她也不知道爲什麽,在看出沈嶽要可憐任明明後,心情一下不好了。
看着謝柔情的窈窕背影,想到她在酒店内的所作所爲,沈嶽忽地沖動起來,高聲叫道:“喂,等等。”
謝柔情腳步稍稍停頓了下,随即繼續前行。
她不想再看到沈嶽。
可剛走了兩步,她就停下來,霍然轉身,驚喜的叫道:“真的?”
隻因沈嶽說:“我答應你,再給展小白當保镖。”
這句話說出口後,沈嶽就感受到了無窮的悔意,好像喝了下水道堵塞後泛上來的污水,嘴裏發苦。
就因爲想到了明明拒絕謝柔情,她還想把身子無條件交給他的那一幕,就莫名沖動,再次跳進了麻煩的大坑内後,沈嶽就後悔的想拿頭撞牆。
可就算把腦袋撞爛,也晚了,謝柔情已經飛一般的跑過來,抱住了他的胳膊,在酥胸上使勁地摩擦,開心的說:“我就知道你不會讓我失望的。沈嶽,我愛你。”
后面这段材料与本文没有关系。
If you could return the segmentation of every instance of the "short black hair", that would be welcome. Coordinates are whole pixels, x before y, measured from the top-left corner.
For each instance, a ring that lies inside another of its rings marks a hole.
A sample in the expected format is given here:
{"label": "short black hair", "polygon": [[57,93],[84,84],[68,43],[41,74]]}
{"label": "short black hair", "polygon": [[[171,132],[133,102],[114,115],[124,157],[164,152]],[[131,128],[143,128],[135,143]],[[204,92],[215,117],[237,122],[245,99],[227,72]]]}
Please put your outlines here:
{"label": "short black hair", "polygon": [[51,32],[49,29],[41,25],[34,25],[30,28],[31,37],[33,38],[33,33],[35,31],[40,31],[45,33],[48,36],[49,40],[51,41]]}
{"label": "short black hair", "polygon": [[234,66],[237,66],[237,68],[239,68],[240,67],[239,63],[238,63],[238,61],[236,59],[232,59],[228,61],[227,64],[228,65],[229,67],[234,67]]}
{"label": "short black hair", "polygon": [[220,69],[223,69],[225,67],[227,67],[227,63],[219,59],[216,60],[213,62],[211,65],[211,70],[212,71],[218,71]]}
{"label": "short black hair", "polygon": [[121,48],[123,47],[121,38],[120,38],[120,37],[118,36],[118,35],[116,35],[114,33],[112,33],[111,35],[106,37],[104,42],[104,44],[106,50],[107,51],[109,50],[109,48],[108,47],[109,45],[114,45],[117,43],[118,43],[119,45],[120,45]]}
美女處長也沖動了,說出“我愛你”這三個字後,還雙手闆住他腦袋,瘋狂的索吻。
說出去的話,就像潑出去的水,再也收不回來了。
既然這樣,沈嶽倒不如先好好享受下美女的香吻。
有過酒店狂吻經驗後,謝柔情的吻技直線上升,不再總是吸塵器那樣,企圖把沈嶽的口條給拔下來了,而是學會了撩撥,讓他心癢難耐,鹹豬手趁機在她身上四處遊走。
“别、别。這是在大街上呢。”
謝柔情及時捉住那隻要掀起她裙子的手,慌忙後退幾步。
“咱們去酒店。”
雙眼開始冒光的沈嶽,喘着粗氣的說:“那邊房子還沒退呢。”
别看他們是被警方帶走的,可酒店還得給人留着房間。
“去酒店?”
謝柔情卻滿臉的茫然:“去酒店幹嘛?”
“當然是、是滾床單了。”
小蟲上腦的沈嶽,很爲自己在這種情況下,還然能用委婉的詞彙,說出他心中的龌龊想法,而自豪。
“去酒店,和你滾床單?”
謝柔情忽然羞惱成怒了,擡腳就踢了過來:“臭流氓,你把我當什麽人了?這種話也能說出來。”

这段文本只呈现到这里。